Ian Verrender wrote a piece on the potential lifting of China’s coal import ban on Australia. There were so many factual inaccuracies in the piece including a few I outlined in tweets. In short:
China has no thermal coal shortage. Inventories are high, output is high and yes, hot weather means more air conditioning demand but that is not enough to significantly drain stocks of coal.
China’s self inflicted metallurgical or coking coal shortage is over. There are two reasons for this: China is importing from Mongolia again and will soon be one of Russia’s few customers left. You can see this in data when you combine shipping volumes and Mongolian export data. The big squeeze is over. Add to that the implosion of their real estate sector and this market is moving towards oversupply.
As such, there is really no pressure for China to do this. They are fine, coking coal prices are falling and China’s domestic thermal prices are now around 875 yuan per tonne - or $130 per tonne. The spot price of equivalent coal from Australia or delivered to Rotterdam is $450. The idea China is going to import in that context is laughable and Australia’s chief business correspondent at the national broadcaster should do better.
So what is happening here? Let me hazard a guess:
Australia and its miners adjusted quickly and well to China’s trade actions. Broadly, China failed to coerce Australia. But Australia’s mining-lobbying nexus is powerful and also very bad at market research and they want more customers even if those customers are unlikely to ever come back. China would ideally like to offer Australia something in exchange for other things it wants - my guess would be pending takeover approvals for strategic assets in minerals - but knows that they are in fact offering nothing. The treasurer is from Queensland, a large coking coal mining state and probably gets an earful from miners all day every day. Add to that the Department of Foreign Affairs and Trade, which has a weak economic research function probably doesn’t understand these dynamics and wants to make itself relevant by doing a deal - any deal - to burnish its importance.

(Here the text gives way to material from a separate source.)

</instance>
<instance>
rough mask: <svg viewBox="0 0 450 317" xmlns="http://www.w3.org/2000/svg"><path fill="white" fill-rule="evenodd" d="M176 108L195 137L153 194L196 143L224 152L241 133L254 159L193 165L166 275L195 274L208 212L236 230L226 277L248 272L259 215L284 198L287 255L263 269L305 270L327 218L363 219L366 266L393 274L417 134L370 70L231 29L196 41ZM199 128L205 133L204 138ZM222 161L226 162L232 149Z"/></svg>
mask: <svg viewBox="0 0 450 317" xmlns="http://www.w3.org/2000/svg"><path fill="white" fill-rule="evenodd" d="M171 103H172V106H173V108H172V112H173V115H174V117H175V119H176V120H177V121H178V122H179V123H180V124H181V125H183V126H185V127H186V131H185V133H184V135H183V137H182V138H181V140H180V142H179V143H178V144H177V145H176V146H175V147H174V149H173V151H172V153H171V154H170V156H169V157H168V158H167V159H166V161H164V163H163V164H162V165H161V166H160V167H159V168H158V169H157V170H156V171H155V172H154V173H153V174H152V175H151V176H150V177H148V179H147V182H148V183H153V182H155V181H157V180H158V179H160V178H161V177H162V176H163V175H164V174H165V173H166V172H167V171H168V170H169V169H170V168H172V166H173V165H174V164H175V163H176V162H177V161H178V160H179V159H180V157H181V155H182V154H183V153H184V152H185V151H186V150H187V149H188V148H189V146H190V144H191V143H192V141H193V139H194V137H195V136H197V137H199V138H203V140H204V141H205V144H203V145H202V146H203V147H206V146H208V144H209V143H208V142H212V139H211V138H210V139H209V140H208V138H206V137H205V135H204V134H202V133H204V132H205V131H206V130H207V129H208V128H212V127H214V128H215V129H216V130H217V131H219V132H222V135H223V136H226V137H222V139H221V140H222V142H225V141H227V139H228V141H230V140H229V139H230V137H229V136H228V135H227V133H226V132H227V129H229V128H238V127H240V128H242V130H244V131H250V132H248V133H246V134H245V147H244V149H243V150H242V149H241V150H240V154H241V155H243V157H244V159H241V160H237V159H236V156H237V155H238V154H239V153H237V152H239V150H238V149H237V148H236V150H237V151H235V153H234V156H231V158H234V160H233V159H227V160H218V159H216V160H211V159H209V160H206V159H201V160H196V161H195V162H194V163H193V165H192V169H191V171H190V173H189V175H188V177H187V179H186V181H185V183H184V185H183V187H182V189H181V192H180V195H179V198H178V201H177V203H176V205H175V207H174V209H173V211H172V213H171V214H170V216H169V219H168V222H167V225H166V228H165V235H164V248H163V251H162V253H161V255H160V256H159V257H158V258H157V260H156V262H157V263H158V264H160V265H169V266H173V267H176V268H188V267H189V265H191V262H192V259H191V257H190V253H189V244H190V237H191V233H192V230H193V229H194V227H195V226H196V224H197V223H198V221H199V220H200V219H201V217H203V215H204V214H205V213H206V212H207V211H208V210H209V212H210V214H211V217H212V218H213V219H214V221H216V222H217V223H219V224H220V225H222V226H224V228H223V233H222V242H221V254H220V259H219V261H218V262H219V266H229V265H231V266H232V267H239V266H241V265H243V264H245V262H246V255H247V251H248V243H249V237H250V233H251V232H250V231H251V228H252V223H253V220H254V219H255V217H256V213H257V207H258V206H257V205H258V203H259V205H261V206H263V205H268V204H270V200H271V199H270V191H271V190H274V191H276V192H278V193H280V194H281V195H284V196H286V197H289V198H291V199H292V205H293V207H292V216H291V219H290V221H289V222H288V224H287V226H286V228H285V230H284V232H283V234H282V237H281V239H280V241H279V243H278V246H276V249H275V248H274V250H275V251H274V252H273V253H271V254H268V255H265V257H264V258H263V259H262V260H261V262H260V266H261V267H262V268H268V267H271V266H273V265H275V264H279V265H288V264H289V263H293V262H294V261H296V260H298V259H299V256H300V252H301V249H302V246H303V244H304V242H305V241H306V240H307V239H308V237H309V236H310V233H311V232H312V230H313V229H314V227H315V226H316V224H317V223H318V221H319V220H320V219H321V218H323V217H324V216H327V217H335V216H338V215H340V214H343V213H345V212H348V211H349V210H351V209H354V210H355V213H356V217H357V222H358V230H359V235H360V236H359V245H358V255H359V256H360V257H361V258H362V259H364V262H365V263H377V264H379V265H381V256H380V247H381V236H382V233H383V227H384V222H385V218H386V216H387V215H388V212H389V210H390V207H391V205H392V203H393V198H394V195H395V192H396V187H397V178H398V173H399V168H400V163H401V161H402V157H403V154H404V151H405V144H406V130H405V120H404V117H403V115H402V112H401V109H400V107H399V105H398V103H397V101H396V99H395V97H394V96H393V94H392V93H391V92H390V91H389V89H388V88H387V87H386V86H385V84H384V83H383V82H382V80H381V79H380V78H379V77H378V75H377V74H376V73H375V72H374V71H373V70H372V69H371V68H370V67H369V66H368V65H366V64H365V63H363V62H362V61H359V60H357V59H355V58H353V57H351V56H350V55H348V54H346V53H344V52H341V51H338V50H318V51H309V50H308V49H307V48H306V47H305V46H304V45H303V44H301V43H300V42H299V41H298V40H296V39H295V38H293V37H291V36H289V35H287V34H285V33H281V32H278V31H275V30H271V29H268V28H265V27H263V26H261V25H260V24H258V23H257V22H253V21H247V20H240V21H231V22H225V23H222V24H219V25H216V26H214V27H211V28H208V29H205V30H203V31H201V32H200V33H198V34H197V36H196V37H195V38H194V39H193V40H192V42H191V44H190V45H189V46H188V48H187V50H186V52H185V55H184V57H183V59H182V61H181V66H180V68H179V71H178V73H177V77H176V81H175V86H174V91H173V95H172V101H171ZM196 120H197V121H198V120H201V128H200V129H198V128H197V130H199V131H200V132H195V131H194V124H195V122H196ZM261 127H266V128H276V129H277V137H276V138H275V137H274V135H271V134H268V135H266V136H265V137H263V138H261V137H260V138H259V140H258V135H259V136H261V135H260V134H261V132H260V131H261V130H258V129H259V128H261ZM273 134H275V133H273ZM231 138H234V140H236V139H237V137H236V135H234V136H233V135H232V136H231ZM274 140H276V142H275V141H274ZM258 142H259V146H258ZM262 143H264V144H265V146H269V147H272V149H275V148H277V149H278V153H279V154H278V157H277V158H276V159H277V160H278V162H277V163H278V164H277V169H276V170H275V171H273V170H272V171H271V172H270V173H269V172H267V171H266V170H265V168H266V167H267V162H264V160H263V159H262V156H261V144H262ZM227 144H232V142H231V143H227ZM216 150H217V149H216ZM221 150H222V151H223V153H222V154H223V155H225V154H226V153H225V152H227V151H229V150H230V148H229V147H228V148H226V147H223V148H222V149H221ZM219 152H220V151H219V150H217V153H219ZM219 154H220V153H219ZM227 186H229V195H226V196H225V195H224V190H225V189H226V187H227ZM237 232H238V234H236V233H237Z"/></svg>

The real question in my mind is: how stupid and captured is Australian politics and will they go for this? If Australia does such a deal it gets nothing and ultimately looks very stupid and we have no idea what is being offered to China in exchange. Verrender and the like should stop publishing lobbyist talking points and start asking what the likely shape of such a deal is and whether it is in the national interest.
For China, none of this matters. They are going to have two more or less exclusive suppliers of coking coal and they win either way. Good for them. But it is up to Australia’s government to see this as it is and not get distracted by empty offers.
If the ABC's chief business correspondent had submitted your critique, above, instead of his piece–would the ABC broadcast it?
I doubt it. It sounds neutral and, therefore, pro-China.
His piece riffs on the official 'Bad China' narrative, now de rigeur for Western media employees who want to remain employed.